The main limitations of this study are the single-centre design with a relatively small number of patients and lack of consistent reference standard. However, the purpose of this study was to address the technical feasibility of acquiring adequate abdominal and aorto-iliac vascular enhancement with a non-nephrotoxic, high relaxivity contrast agent in patients before wait-listing for kidney transplantation. Four patients had both CTA and FeMRA performed and although some comparisons were made, the study was not designed to estimate accuracy, sensitivity and specificity of the two different imaging techniques. A formal prospective study directly comparing the diagnostic accuracy of FeMRA versus CTA is currently recruiting in our centre (Clinicaltrials.gov identifier: NCT02997046).

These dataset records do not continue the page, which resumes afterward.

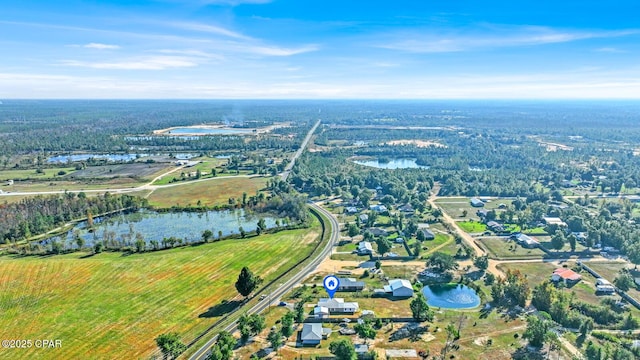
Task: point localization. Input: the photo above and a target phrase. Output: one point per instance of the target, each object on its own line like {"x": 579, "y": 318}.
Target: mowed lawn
{"x": 210, "y": 193}
{"x": 112, "y": 306}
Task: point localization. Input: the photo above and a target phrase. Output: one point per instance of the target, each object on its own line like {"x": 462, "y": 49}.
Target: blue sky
{"x": 426, "y": 49}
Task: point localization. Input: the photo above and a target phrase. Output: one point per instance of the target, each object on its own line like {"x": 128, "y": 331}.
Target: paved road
{"x": 150, "y": 186}
{"x": 282, "y": 289}
{"x": 303, "y": 146}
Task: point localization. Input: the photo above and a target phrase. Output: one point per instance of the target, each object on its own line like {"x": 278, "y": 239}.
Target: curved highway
{"x": 203, "y": 352}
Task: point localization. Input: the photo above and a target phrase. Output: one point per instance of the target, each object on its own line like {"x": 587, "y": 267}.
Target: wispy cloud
{"x": 276, "y": 50}
{"x": 206, "y": 28}
{"x": 100, "y": 46}
{"x": 439, "y": 41}
{"x": 609, "y": 50}
{"x": 145, "y": 63}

High concentrations of the agent can cause artefacts because of signal loss through T2* shortening, and care must be taken to inject a low enough concentration to avoid this pitfall. Therefore, we used small cumulative increments of ferumoxytol but in this preliminary report on 20 subjects the number of patients was not large enough to establish the definitive optimal (minimum) dose required to achieve adequate diagnostic accuracy. However, our preliminary findings indicate that the administration of doses >3 mg/kg does not improve image quality (unpublished data). Despite being a case series, sequential enrolment minimised selection bias. In addition, differences in exposure to ferumoxytol were minimised by the use of a consistent protocol with standardised infusion rates and imaging parameters. Using a consistent dosing regimen for contrast administration, we have shown that ferumoxytol-based vascular imaging has the potential to offer a clinically useful and reliable alternative in renal patients in whom standard imaging methods cannot be used.